From the definitions of the other evaluation indexes, including MSE, MAE, RMSE, SSE, and MAPE, we know that the smaller the values of these indexes are, the more accurate the prediction is. The BPNN-GA method had the smallest values of these evaluation indexes when it was used to predict hepatitis A and the WNN method had the smallest values of these indexes when it was used to predict hepatitis B; the same for the GRNN method when it was used to predict hepatitis E. It can be seen that the BPNN-GA and WNN methods were not superior to the others when they were used to predict hepatitis C, but they were all superior to GRNN method. According to Fig. 8, we know that: 1) hepatitis A, B, and E have a strong seasonal volatility, but hepatitis C fluctuates up and down monthly and does not have seasonal volatility; and 2) the incidence data of hepatitis A and B are the smallest and the largest, respectively. Hepatitis E increased slowly from January to December (except for March). That is to say, these three prediction methods have their advantages when they are used to predict seasonal fluctuation data. The BPNN-GA and WNN methods are suitable for predicting small and large data, respectively, while GRNN is suitable for predicting data that increases steadily. The BPNN-GA and WNN methods were not superior to the others when they were used to predict the data that fluctuated up and down monthly and does not have seasonal volatility, and the GRNN method is not suitable for predicting these types of data.

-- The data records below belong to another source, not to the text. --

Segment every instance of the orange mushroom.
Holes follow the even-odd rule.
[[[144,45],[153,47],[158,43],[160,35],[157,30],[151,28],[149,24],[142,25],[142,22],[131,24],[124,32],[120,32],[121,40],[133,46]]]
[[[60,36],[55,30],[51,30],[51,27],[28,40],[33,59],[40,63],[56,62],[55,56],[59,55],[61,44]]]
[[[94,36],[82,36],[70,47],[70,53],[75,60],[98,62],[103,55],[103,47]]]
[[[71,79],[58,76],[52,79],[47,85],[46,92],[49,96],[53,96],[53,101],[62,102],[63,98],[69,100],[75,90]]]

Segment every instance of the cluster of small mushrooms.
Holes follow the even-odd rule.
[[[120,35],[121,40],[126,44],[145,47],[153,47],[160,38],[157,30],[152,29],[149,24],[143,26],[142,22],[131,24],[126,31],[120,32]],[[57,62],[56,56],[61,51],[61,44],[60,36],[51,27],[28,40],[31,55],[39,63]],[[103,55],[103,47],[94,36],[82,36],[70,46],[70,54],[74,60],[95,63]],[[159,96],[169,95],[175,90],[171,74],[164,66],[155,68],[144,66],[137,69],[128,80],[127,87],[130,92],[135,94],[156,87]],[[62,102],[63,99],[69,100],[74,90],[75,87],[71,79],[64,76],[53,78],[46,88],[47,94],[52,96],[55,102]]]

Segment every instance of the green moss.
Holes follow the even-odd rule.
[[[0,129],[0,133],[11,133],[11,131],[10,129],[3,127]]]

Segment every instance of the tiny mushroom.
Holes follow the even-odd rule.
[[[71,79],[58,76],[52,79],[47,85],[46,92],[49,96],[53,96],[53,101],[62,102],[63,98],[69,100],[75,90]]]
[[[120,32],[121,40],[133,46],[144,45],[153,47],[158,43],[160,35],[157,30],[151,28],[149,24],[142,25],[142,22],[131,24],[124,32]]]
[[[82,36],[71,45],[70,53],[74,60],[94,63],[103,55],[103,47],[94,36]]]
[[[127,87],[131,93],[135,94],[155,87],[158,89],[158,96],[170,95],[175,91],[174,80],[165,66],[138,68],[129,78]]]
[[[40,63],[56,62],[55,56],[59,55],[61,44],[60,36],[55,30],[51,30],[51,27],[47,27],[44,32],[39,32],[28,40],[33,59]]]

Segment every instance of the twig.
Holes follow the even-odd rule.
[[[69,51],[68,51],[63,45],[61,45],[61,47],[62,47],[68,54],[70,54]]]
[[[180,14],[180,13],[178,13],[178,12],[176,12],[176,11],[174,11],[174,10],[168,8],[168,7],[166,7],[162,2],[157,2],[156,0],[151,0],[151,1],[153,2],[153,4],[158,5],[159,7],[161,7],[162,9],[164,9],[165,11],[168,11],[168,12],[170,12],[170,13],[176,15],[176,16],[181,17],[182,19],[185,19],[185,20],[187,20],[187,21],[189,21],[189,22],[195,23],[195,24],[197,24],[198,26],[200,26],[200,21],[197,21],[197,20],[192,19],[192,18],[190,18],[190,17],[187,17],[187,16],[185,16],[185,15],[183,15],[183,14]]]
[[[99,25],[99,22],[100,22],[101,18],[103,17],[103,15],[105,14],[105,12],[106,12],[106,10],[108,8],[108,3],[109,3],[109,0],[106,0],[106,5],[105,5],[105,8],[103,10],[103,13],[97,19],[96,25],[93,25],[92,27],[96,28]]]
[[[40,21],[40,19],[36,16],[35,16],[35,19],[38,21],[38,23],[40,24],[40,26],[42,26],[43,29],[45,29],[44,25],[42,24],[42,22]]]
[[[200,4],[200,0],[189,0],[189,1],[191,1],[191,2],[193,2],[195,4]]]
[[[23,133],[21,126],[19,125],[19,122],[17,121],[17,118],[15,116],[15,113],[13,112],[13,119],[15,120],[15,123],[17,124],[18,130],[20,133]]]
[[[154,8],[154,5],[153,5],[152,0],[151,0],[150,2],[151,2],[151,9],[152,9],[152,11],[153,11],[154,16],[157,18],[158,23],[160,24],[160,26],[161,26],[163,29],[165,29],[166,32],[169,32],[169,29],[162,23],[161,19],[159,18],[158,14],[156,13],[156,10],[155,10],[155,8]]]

Comparison of statistical significance tests

Statistical significance of the obtained results was investigated using T-test; a p-value of < 0.05 was considered significant. The results are listed in Table 3.

The correlation will be better when the correlation coefficient is close to 1, namely, the predicted value is closer to the observed value. From Table 3, it can be seen that the BPNN-GA method has the best correlation when it was used to predict hepatitis B and C. The same in regard to the GRNN and WNN method; they had the best correlation when they were used to predict hepatitis E and A, respectively.

P < 0.01 are for all models from Table 3 which reveals that the difference is statistically significant between the predictive value and the original data.